La revolución ya está aquí
Roje Stona mide 1,98 metros, pesa 125 kilos y es el primer medallista de oro jamaicano en los Juegos de París. Sus dimensiones explican la clase de atleta que no es: velocista, oficio donde Jamaica ha producido figuras portentosas, tanto en hombres como en mujeres. ¿Nombres? Usain Bolt, Asafa Powell, Lennox Miller, Ray Stewart, Kishane Thompson, Shelley-Ann Fraser-Pryce, Merlene Ottey, Verónica Campbell, Elaine Thompson y un largo etcétera que incluye a los dos últimos campeones olímpicos de 110 metros vallas: Omar McLeod y Hansle Parchment. En cambio, Roje Stona lanza disco, y lo hace de maravilla. Ganó la final en el Stade de France con un mangazo de 70.00 metros, récord olímpico.
Stona es uno de los muchos atletas que han cambiado las convenciones que habitaban en el atletismo desde la noche de los tiempos. Durante décadas se habló de las distintas especialidades en términos geográficos. La velocidad correspondía a Estados Unidos, los atletas caribeños que estudiaban en las universidades norteamericanas y finalmente los antillanos sin más, con los jamaicanos a la cabeza.
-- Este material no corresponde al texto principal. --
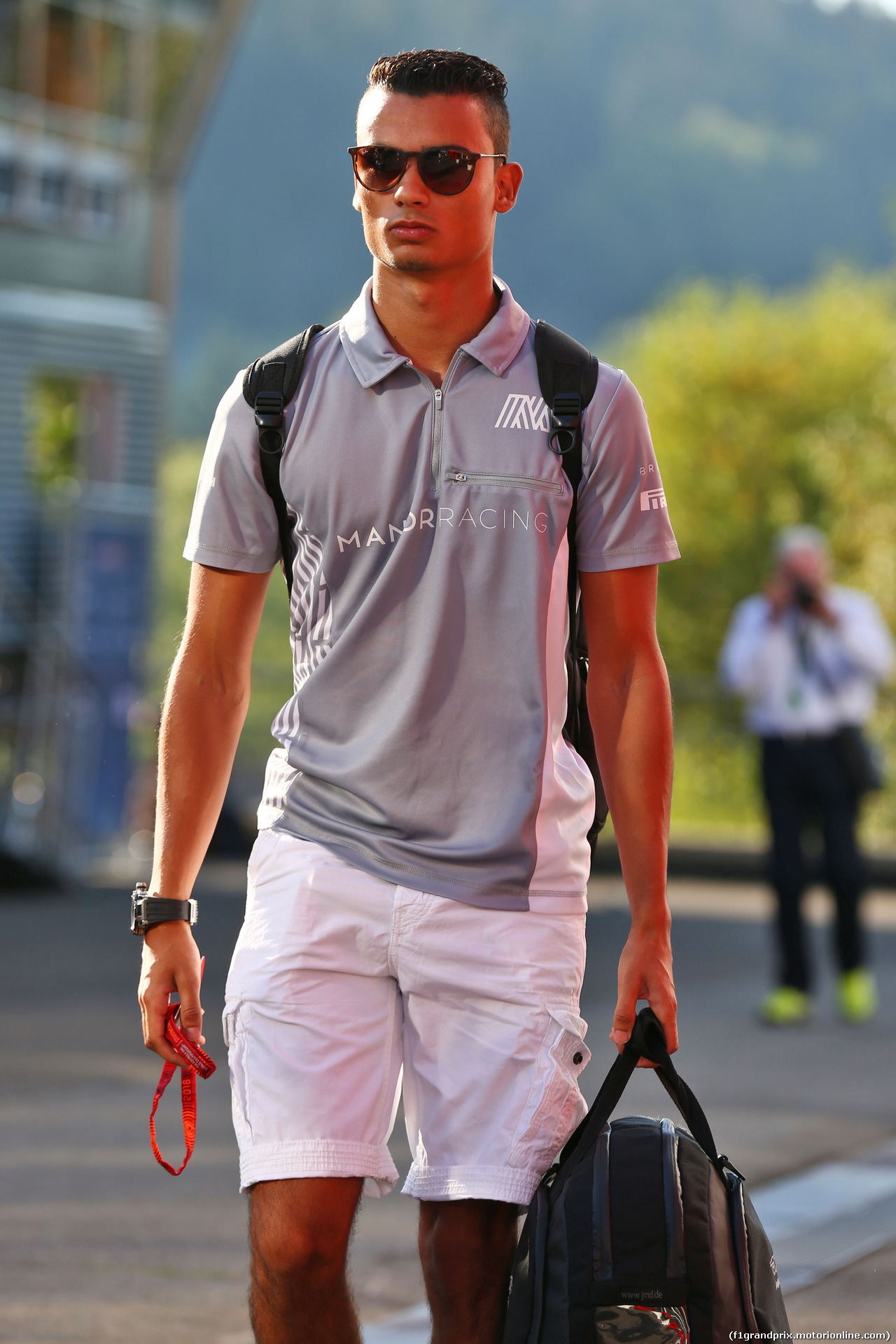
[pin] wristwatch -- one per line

El medio fondo tuvo un aire anglosajón y centroeuropeo hasta que magrebíes y kenianos se adueñaron casi por completo de las pruebas. Kenia y Etiopía se disputaban la primacía en el fondo, del 5.000 a la maratón. En los lanzamientos y en pruebas técnicas, hasta cierto punto caras, como el salto de pértiga, centroeuropeos, escandinavos y eslavos garantizaban una porción sustancial de los éxitos en Juegos y Campeonatos del Mundo. En las mujeres, se reproducía un paisaje parecido, con la frecuente presencia de grandes campeonas cubanas en los lanzamientos. Por lo demás, Estados Unidos aparecía, y sigue apareciendo, en una amplísima gana de especialidades.
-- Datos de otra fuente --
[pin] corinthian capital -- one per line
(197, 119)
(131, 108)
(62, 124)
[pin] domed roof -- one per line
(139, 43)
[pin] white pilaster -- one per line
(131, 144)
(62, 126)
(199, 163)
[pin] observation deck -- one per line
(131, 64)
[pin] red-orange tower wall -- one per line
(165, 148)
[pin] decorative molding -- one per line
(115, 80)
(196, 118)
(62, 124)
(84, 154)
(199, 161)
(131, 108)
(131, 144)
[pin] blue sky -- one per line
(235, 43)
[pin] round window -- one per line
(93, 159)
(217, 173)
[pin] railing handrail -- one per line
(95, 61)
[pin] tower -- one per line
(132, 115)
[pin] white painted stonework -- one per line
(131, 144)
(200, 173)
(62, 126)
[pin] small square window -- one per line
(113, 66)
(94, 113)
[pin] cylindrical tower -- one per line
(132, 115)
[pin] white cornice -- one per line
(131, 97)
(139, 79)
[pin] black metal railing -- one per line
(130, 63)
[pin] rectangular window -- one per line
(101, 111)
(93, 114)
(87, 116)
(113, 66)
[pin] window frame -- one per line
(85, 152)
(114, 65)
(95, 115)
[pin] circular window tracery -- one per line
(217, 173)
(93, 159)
Esta configuración del atletismo invitaba a teorías de todo tipo, incluidas las raciales. Las fibras rápidas favorecían a afroamericanos y caribeños; el Valle del Rift y las altiplanicies africanas concedían ventajas morfológicas a los fondistas y mediofondistas kenianos y etíopes, que siempre hacían decenas de kilómetros a 2.500 metros de altura para ir y volver de las escuelas (figura recurrente en las informaciones periodísticas), y los europeos se dedicaban a los lanzamientos y algunos saltos porque no les quedaba más remedio: había más dinero para practicar con los artefactos y más y mejores entrenadores en pruebas menos resultonas mediáticamente. En términos generales, se convirtieron en una especie de refugio de subsistencia en el paisaje atlético.
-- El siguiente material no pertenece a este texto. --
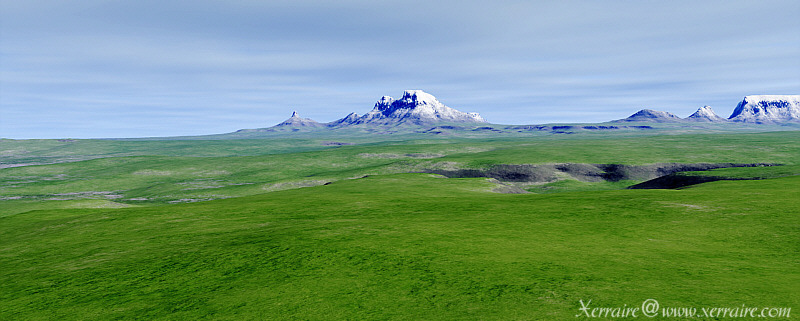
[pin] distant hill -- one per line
(650, 115)
(705, 114)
Este siglo, y más que nunca desde los Juegos de Londres hasta aquí, ha empezado desarticular tópicos. Se diría que el atletismo se ha democratizado, o fragmentado, arrasando con buena parte de las teorías que explicaban cómodamente los mapas de poder. Stona es tan jamaicano como Usain Bolt, pero sólo esprinta en el círculo de lanzamientos para colocar el disco de dos kilos 70 metros más lejos. En los últimos años, Anderson Peters, de la pequeña isla de Granada, el keniano Julius Yego o Keshorn Walcott (Trinidad y Tobago) han sido habituales en los podios de los Juegos Olímpicos y Mundiales. El deportista más popular en la India, el país más poblado de la Tierra, es Neeraj Chopra, campeón olímpico de lanzamiento de jabalina en los Juegos de Tokio. Los canadienses, con el fabuloso Ethan Katzberg, oro en martillo, asoman frecuentemente a las medallas. Lo mismo ocurre en mujeres: la colombiana Flor Denis Ruiz será una de las favoritas hoy en la prueba de jabalina.
La nómina de finalistas en la jabalina, antaño territorio de atletas bálticos, alemanes y checos dice todo del cambio estructural que se ha producido en el atletismo: un checo alemán, un moldavo, tres finlandeses, dos antillanos, un keniano, un indio, un brasileño y un pakistaní (Nadeem). Si esto no es una revolución.